On a pig farm across the road from the open pit of the Callide coalmine near Biloela in central Queensland, mining of a very different sort is under way.
In this unlikeliest of places, in an unused shed surrounded by thousands of pigs, father-and-son farmers Paul and Laurie Brosnan are mining cryptocurrency.
Even rarer is the fact that they are doing it in an environmentally friendly way, using excess energy from their on-farm biogas plant to power the computers that generate new bitcoin.
It’s normally a painstaking, costly and energy-sapping process, but the yield can be profitable, especially when it’s done sustainably.
Long regarded as industry innovators, BettaPork in 2015 set up two three-million litre tanks which provide the farm’s electricity by using pig and food waste from schools and cafes in town to create methane that is used to power a generator.
A business partner recently approached BettaPork to offer bitcoin mining as a way to use the roughly 100kw of excess power generated at the piggery.
General manager Laurie Brosnan, whose grandfather founded the farm in 1959, says a trial using two terminals has proved successful and more machines will soon be brought in.
“These two little boxes are up there screaming, doing all that they do, validating transactions, creating a lot of heat, and making money,” he says.
“Last week, each machine was making $8 every four hours, this week it’s $6.
“In Germany they joke that pork is a by-product of power because they pay so much for the electricity they generate.
“Here, we can do it sustainably.
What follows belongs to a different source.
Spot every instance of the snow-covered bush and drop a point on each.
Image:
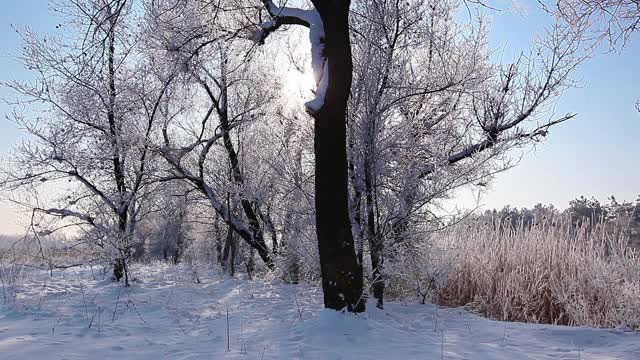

It’s good for the environment, it’s good for the hip pocket, and it’s good for the pigs.”
The number of cryptocurrency mining terminals is limited only by the amount of electricity available, which is limited only by the amount of feedstock for the biogas plant.
“Our limit right now would be 20 machines, but if we have enough feedstock we could do 1000kw,” Brosnan says.
“If we want more crypto, we need more food waste.”
The farm’s technological overhaul came without government grants and was driven by the family’s desire to be as energy efficient as possible.
They also installed their own fibre cable to be able to control pumps on the farm over the internet. And the innovation hasn’t stopped there.
“We’ve got some old sheds that are 25 years old,” Brosnan says. “If we update them we can save ourselves 70 per cent power.
“There’s another two or three crypto miners.
“We are looking at things and thinking, ‘if we replace that fan, we can get another crypto miner’.”
The biogas plant accounts for all of the piggery’s organic waste and generates water and fertiliser that can be used in the paddocks.